• +43 660 1453541
  • contact@germaniumhq.com

Errata on Better Closures


Errata on Better Closures

This article is an errata to the previous article I just wrote. Why? It turns out I was dead wrong in stating that ordinary objects would be better than nested functions. How do I know? Benchmarks. Let’s see them now.

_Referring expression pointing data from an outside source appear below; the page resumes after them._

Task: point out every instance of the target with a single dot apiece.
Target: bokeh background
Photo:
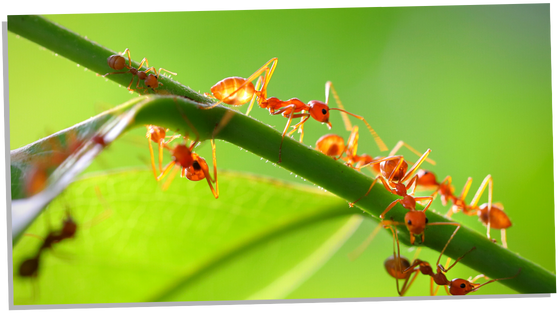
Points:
(474, 82)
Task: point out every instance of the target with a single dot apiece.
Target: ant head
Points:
(461, 287)
(155, 133)
(391, 265)
(426, 178)
(319, 111)
(331, 145)
(416, 222)
(116, 62)
(387, 168)
(151, 81)
(198, 170)
(183, 156)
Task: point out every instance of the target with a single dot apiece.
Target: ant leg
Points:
(153, 160)
(281, 111)
(504, 244)
(146, 61)
(487, 180)
(478, 194)
(106, 74)
(329, 86)
(416, 165)
(430, 200)
(259, 81)
(450, 238)
(173, 73)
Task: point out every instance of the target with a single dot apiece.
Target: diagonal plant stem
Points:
(246, 132)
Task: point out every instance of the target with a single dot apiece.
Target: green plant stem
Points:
(488, 258)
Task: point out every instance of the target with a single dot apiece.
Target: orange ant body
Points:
(333, 146)
(237, 91)
(492, 215)
(118, 62)
(192, 166)
(393, 176)
(400, 268)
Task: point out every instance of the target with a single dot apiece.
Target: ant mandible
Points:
(118, 62)
(237, 91)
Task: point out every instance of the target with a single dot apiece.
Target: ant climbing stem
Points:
(396, 264)
(237, 91)
(191, 165)
(492, 215)
(117, 62)
(158, 135)
(393, 178)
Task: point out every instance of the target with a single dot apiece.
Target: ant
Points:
(29, 267)
(491, 215)
(157, 134)
(400, 268)
(192, 166)
(118, 62)
(333, 145)
(393, 177)
(237, 91)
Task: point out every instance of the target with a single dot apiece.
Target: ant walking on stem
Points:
(191, 165)
(237, 91)
(490, 214)
(393, 176)
(117, 62)
(400, 268)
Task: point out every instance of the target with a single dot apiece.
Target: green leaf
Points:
(260, 240)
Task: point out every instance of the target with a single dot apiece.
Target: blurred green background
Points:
(473, 82)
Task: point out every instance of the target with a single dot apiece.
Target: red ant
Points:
(29, 267)
(192, 166)
(491, 215)
(157, 135)
(118, 62)
(237, 91)
(333, 145)
(399, 268)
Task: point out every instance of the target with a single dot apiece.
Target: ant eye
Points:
(196, 166)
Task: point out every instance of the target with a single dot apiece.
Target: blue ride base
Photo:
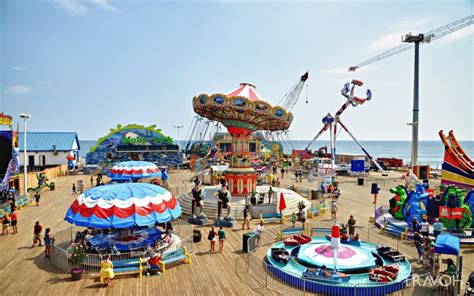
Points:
(358, 283)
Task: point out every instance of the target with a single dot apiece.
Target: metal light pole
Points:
(416, 39)
(178, 127)
(25, 117)
(177, 140)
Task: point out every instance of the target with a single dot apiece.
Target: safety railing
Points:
(91, 263)
(270, 277)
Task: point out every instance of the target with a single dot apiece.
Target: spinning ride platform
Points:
(354, 262)
(242, 111)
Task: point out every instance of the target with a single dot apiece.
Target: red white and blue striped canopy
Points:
(245, 90)
(134, 170)
(123, 205)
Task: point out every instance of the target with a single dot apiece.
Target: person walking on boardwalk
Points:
(437, 227)
(14, 221)
(303, 215)
(258, 233)
(294, 218)
(107, 271)
(351, 222)
(323, 189)
(334, 210)
(37, 198)
(416, 225)
(212, 239)
(221, 235)
(5, 224)
(164, 178)
(37, 229)
(197, 200)
(246, 217)
(48, 241)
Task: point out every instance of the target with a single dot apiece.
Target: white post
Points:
(333, 150)
(177, 140)
(25, 164)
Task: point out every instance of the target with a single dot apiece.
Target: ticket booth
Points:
(422, 171)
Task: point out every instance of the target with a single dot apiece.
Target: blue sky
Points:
(87, 65)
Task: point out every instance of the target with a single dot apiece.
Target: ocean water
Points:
(429, 152)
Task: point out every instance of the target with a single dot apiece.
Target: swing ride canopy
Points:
(242, 110)
(128, 170)
(123, 205)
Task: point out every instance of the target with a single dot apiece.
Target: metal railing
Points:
(270, 277)
(91, 263)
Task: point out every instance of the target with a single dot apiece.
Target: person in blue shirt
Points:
(164, 177)
(323, 189)
(437, 226)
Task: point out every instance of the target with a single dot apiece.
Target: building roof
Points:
(45, 141)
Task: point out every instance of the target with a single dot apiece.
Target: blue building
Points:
(46, 149)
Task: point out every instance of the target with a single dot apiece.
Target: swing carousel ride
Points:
(243, 111)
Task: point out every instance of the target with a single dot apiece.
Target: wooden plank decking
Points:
(25, 271)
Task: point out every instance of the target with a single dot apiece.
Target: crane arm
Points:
(291, 97)
(425, 38)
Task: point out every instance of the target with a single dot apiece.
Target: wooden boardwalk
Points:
(25, 271)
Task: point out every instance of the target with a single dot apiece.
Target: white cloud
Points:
(72, 6)
(104, 5)
(79, 7)
(19, 89)
(461, 34)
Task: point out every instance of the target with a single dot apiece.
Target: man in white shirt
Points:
(258, 233)
(425, 228)
(303, 215)
(334, 210)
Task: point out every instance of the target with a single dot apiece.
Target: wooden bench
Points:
(313, 212)
(271, 217)
(129, 266)
(404, 234)
(320, 230)
(290, 231)
(179, 255)
(22, 201)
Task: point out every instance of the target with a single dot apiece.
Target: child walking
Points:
(221, 235)
(293, 219)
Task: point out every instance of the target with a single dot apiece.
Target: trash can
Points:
(426, 183)
(196, 236)
(253, 200)
(245, 246)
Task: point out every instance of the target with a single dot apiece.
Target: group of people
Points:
(48, 238)
(423, 243)
(10, 220)
(214, 236)
(78, 188)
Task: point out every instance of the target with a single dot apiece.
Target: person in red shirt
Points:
(154, 264)
(37, 229)
(14, 221)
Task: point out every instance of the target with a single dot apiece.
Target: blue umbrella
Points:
(123, 205)
(129, 170)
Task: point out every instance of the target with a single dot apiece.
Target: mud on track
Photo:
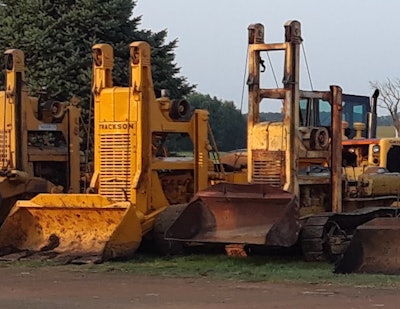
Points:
(51, 288)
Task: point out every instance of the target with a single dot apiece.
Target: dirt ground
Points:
(51, 288)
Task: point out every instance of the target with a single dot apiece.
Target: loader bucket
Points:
(239, 214)
(374, 248)
(72, 226)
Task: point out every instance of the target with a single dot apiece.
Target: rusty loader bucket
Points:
(72, 226)
(239, 214)
(374, 248)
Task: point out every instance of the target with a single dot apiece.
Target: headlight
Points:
(376, 148)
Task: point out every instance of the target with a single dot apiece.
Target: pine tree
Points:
(57, 36)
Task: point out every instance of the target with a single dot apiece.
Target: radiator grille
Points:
(268, 167)
(115, 166)
(4, 148)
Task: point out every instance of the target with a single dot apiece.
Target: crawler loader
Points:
(301, 157)
(136, 176)
(39, 141)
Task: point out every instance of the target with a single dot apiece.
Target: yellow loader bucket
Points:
(374, 248)
(239, 214)
(73, 226)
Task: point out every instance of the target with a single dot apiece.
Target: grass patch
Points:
(254, 268)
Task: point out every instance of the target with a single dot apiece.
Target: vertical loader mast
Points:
(300, 154)
(11, 109)
(282, 161)
(39, 138)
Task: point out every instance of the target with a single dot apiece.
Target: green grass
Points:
(255, 268)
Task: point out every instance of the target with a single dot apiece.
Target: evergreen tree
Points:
(227, 123)
(57, 36)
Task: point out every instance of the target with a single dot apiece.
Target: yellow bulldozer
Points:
(136, 174)
(301, 156)
(39, 141)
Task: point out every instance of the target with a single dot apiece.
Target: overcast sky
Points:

After I published the article, I got a gnawing feeling. At the end of the day, the creation of nested functions is the same as creating other objects by hand. It’s either me, that manually creates the context, via the InnerCall object, or Python, that does it via the frame reference. Regardless, a new object gets created. Who am I to say that the stack frame reference is lighter or heavier than an ordinary object allocation? Intuitively it feels so, and the code is cleaner, but is it correct?

Furthermore, I had previously created extra state objects via the nested functions, since they indeed create a context, and via some additional context that the state machine generator created. Of course, if I generate fewer objects, I get better performance.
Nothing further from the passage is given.